7. Process for the preparation of crystalline form-M of 5-[4-[4-(5-cyano-lH-indol-3-yl)butyl]-l-piperazinyl]-2-benzofuran carboxamide compound of formula-1, which comprises of,

a) Taking the 5-[4-[4-(5-cyano-lH-indol-3-yl)butyl]-l-piperazinyl]-2-benzofuran carboxamide compound of formula-1 in a suitable solvent selected from chloro solvents, ketone solvents, ester solvents, alcohol solvents, hydrocarbon solvents and polar solvents like water and/or their mixture thereof,

b) heating the reaction mixture,

c) cooling the reaction mixture,

d) filtering the precipitated solid and drying to provide crystalline form-M of compound of formula-1.

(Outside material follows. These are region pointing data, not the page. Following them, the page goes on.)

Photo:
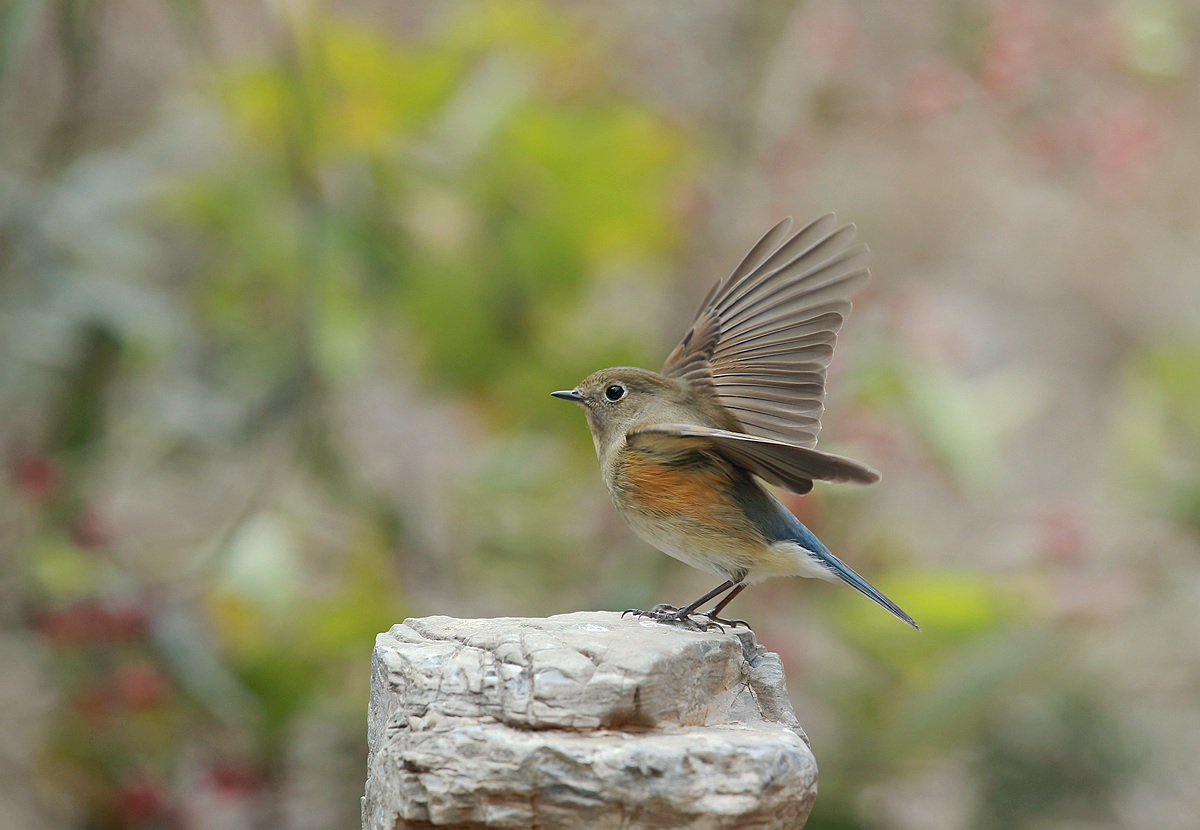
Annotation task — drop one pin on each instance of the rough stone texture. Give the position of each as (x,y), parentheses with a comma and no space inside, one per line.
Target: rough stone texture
(581,721)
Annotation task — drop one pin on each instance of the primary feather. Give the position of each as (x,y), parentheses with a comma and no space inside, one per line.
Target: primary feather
(763,337)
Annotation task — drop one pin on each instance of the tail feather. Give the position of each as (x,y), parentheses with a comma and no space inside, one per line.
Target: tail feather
(846,573)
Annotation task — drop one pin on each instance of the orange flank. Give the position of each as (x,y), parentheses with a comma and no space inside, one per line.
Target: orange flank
(696,497)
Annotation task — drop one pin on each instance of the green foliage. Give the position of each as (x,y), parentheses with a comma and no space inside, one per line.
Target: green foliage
(1158,431)
(461,187)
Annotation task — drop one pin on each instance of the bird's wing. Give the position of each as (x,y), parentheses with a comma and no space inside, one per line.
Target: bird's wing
(763,337)
(786,464)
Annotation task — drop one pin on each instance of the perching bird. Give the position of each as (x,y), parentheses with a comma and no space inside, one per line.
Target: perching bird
(738,400)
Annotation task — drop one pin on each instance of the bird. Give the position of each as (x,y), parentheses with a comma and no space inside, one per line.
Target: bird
(685,452)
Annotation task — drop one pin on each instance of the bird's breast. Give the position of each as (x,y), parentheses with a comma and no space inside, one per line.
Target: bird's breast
(687,504)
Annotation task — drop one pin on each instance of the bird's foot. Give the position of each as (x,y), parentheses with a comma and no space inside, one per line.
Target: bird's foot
(667,613)
(720,620)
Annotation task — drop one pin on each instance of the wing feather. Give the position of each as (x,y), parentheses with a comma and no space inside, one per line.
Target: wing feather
(763,337)
(792,467)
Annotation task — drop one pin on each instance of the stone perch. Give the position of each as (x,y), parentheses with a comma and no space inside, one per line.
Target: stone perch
(581,721)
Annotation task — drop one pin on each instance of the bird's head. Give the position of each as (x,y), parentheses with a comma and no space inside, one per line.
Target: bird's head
(618,400)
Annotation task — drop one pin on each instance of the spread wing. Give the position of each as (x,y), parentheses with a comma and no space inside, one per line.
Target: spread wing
(763,337)
(792,467)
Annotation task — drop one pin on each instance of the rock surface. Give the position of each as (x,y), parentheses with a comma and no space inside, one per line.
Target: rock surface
(581,720)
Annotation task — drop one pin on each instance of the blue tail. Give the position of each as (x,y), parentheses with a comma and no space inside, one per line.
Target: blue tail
(802,535)
(846,573)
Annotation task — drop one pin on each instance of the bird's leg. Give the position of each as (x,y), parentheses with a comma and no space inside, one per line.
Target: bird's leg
(717,609)
(665,613)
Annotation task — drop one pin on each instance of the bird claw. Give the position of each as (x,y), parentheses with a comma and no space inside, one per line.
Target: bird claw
(721,620)
(666,613)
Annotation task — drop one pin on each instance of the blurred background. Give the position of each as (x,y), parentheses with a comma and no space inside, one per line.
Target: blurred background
(285,288)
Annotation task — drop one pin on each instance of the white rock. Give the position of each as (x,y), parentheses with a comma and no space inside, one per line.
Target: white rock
(581,721)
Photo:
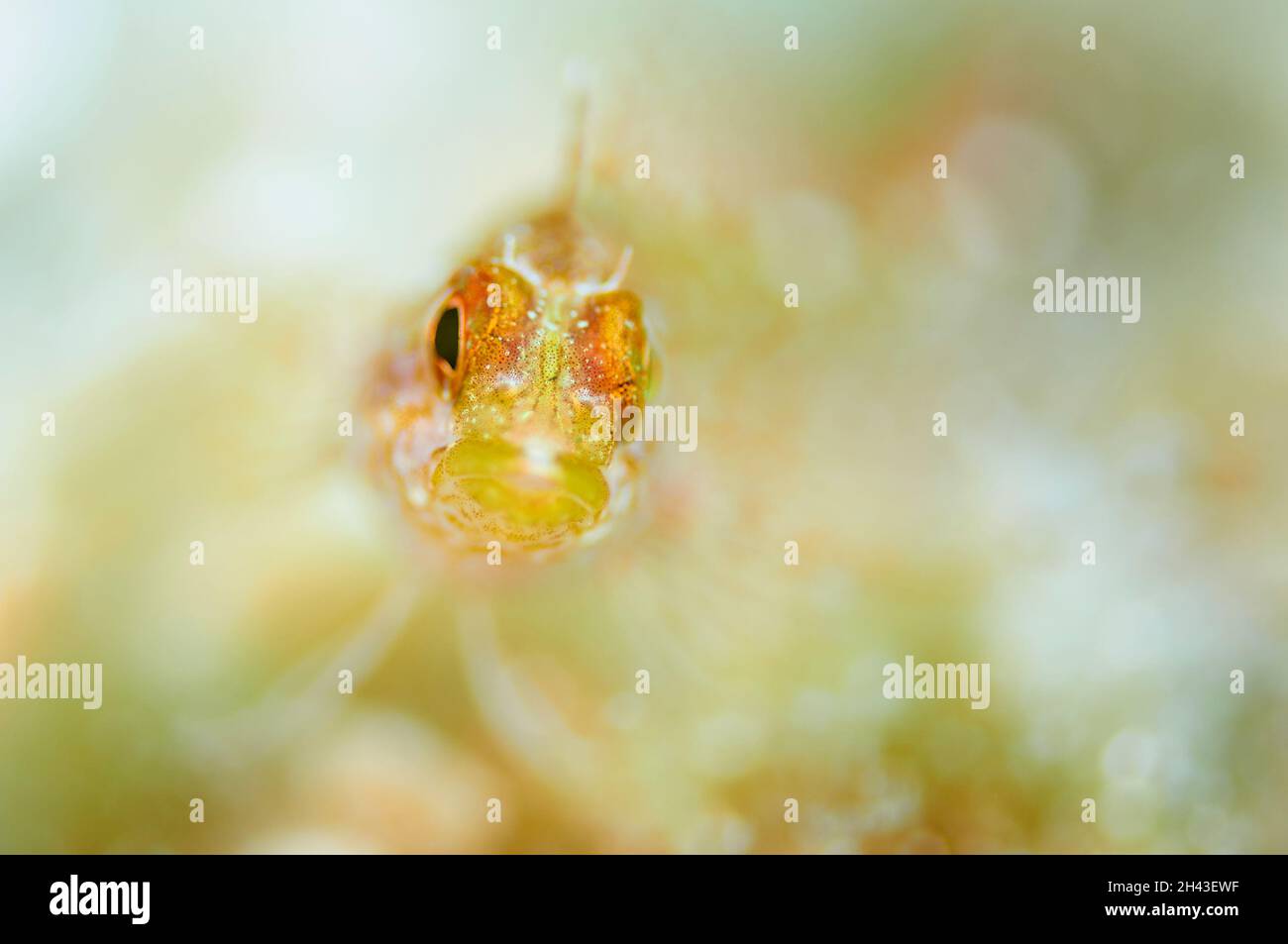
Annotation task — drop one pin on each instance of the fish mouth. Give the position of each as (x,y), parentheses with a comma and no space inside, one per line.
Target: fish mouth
(531,493)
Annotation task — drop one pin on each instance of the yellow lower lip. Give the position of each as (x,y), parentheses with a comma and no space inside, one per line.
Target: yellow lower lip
(519,493)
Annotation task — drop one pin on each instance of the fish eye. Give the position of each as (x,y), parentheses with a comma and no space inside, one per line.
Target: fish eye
(447,338)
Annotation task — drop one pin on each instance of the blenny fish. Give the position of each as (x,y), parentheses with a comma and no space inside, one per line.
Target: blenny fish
(484,420)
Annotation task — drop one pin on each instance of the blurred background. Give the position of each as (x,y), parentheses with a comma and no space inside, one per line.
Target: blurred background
(768,166)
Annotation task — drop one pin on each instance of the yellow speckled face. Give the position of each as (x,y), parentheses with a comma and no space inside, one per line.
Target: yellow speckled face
(489,419)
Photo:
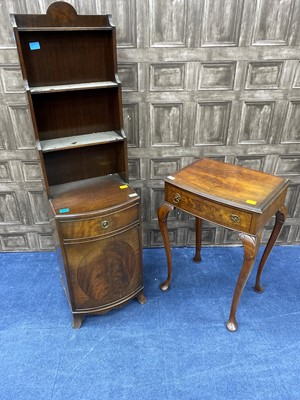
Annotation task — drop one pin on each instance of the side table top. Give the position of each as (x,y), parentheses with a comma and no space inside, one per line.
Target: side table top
(230,184)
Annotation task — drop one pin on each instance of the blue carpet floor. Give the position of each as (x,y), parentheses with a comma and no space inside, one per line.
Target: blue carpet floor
(175,346)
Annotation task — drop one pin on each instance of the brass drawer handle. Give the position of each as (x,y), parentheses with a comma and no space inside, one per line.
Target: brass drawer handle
(104,224)
(235,218)
(176,198)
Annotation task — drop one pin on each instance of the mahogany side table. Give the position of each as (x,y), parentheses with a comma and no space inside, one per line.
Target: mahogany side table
(232,196)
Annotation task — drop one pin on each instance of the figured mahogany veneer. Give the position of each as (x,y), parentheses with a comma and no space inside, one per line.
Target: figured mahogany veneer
(232,196)
(69,66)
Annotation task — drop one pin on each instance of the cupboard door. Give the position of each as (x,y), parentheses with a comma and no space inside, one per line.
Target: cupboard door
(104,273)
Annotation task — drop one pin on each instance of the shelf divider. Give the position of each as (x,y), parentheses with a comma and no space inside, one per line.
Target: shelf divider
(71,87)
(70,142)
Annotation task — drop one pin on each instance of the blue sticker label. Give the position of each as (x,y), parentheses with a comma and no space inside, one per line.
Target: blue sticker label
(34,45)
(63,210)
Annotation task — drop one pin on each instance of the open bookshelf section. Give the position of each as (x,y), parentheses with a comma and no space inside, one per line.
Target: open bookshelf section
(85,162)
(67,57)
(63,114)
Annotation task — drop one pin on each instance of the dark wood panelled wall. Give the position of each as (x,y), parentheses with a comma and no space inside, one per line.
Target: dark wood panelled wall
(213,78)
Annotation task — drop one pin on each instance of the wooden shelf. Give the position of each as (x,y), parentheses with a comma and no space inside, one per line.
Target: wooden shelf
(85,195)
(72,87)
(63,28)
(70,142)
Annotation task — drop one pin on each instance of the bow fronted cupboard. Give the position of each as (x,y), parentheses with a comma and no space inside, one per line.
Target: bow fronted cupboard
(69,66)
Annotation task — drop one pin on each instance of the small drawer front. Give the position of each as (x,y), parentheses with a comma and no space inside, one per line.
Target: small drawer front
(209,210)
(93,227)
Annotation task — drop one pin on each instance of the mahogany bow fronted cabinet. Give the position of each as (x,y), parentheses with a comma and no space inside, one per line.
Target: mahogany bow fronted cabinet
(69,66)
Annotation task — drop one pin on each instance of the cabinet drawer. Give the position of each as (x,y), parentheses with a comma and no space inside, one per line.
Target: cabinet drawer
(211,211)
(92,227)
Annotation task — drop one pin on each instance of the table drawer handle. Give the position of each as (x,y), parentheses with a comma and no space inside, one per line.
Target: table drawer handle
(235,218)
(104,224)
(176,198)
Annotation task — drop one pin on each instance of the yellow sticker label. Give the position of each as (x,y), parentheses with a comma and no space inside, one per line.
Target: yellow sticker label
(253,202)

8. Process for the preparation of acid addition salts of 5-[4-[4-(5-cyano-lH-indol-3-yl)butyl]-l-piperazinyl]-2-benzofuran carboxamide compound of general formula-2, comprises of treating the compound of formula-1 with a suitable acid in a suitable solvent selected from chloro solvents, ketone solvents, ester solvents, alcohol solvents, hydrocarbon solvents and polar solvents like water and/or their mixtures thereof; provides corresponding acid addition salt compound of general formula-2.

9. Use of acid addition salts claimed in claim-1, in the preparation of highly pure 5-[4-[4-(5-cyano-1 H-indol-3 -yl)butyl] -1 -piperazinyl] -2-benzofurancarboxamide compound of formula-1 as well as it's hydrochloride salt compound of formula-2a.

10. A process for the purification of 5-[4-[4-(5-cyano-lH-indol-3-yl)butyl]-l-piperazinyl]-2-benzofurancarboxamide compound of formula-1, comprising of;

a) Converting the 5-[4-[4-(5-cyano-lH-indol-3-yl)butyl]-l-piperazinyl]-2-benzofuran carboxamide compound of formula-1 into its acid-addition salt compound of general formula-2 by treating it with a suitable acid in a suitable solvent selected from chloro solvents, alcoholic solvents, ketone solvents, ether solvents, polar solvents and/or their mixtures thereof,

b) treating the acid-addition salt compound of general formula-2 obtained in step-a) with a suitable base selected from alkali metal hydroxides, alkali metal alkoxides, alkali metal carbonates and alkali metal bicarbonates in a suitable solvent selected from chloro solvents, alcoholic solvents, ketone solvents, ether solvents, polar solvents and/or their mixtures thereof to provide pure 5-[4-[4-(5-cyano-lH-indol-3-yl)butyl]-l-piperazinyl]-2-benzofuran carboxamide compound of formula-1.